Advanced FLOW engineering
- Industry: Automotive cold air intake systems
- Founded: 1999
- Headquarters: Corona, California, United States
- Products: Pro 5R, Pro Guard 7 and Pro Dry S

= Advanced FLOW engineering =

Manufacturing company in California, US

Advanced FLOW engineering (aFe) is a manufacturer company founded in 1999 and headquartered in Corona, California, United States, in two facilities: the 77000 sqft headquarters and manufacturing facilities; and the 87000 sqft warehouse and R&D facility, which was added in 2012.

==History==
The aFe product line includes over 2,300 applications, all of which are manufactured in Corona, California. The aFe Power product line-up includes air filters, air intake and exhaust systems for most late-model cars and trucks.

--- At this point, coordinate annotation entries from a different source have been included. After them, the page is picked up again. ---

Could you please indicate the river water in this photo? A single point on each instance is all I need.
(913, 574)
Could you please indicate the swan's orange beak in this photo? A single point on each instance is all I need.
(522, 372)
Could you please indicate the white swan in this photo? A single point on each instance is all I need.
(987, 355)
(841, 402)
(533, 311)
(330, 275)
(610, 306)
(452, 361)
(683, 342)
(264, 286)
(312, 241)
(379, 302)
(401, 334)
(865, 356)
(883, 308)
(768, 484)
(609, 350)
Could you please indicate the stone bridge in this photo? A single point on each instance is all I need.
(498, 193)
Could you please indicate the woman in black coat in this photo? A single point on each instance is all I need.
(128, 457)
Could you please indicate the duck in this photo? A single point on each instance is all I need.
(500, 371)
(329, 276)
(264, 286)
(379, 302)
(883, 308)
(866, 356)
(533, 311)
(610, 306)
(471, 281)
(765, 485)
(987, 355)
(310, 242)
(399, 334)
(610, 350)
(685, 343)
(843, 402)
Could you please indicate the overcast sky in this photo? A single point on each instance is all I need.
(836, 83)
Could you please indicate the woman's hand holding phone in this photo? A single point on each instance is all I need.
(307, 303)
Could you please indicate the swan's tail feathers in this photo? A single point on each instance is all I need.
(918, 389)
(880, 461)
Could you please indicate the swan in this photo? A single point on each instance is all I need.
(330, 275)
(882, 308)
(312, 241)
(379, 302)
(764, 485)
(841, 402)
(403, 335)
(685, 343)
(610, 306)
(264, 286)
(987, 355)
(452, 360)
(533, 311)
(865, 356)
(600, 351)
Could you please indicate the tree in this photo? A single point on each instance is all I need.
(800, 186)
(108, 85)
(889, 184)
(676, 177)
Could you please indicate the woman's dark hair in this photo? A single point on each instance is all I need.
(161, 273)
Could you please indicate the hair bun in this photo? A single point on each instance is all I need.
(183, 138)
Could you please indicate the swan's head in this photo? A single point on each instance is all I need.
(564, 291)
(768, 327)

The Blade Runner inlet manifold was released in 2007. In the fall of 2007, aFe added diesel fluid filters for diesel applications. In 2008, aFe introduced the Aries 1 and Aries 2 filters and intakes for popular powersport applications. In 2009, the company released the Bladerunner intercooler for sport compacts.

In 2011, the company released a new turbocharger and Scorcher Programmer product lines.

aFe produces three versions of air filter media, including their original Pro 5R, Pro Guard 7 and Pro Dry S. The Pro 5R media is a five-layer cotton gauze media. The patented Pro-Guard 7 combined the Pro 5R media with the addition of two layers of synthetic media. Both of these media require filter-recharging oil. The Pro Dry S media is a three-layer synthetic media and requires no filter oil.

aFe specializes in the diesel truck performance aftermarket with a line-up of products for these applications. aFe's Pro Guard D2 filter program includes oil, fuel and transmission filters.

== Milestones and awards ==
aFe Power was an associate sponsor of Allan Pflueger's and Chuck Foreman's off-road racing trucks. In 2007, Chuck Foreman's Baja 1000 Pflueger racing truck logged over 1400 mi, winning the race using the Pro Guard 7 filter.

In 2007, it was awarded "Editors Choice Product of the Year" by an off-road business magazine. In 2009 and 2010, aFe was awarded the SEMA Global Media Award.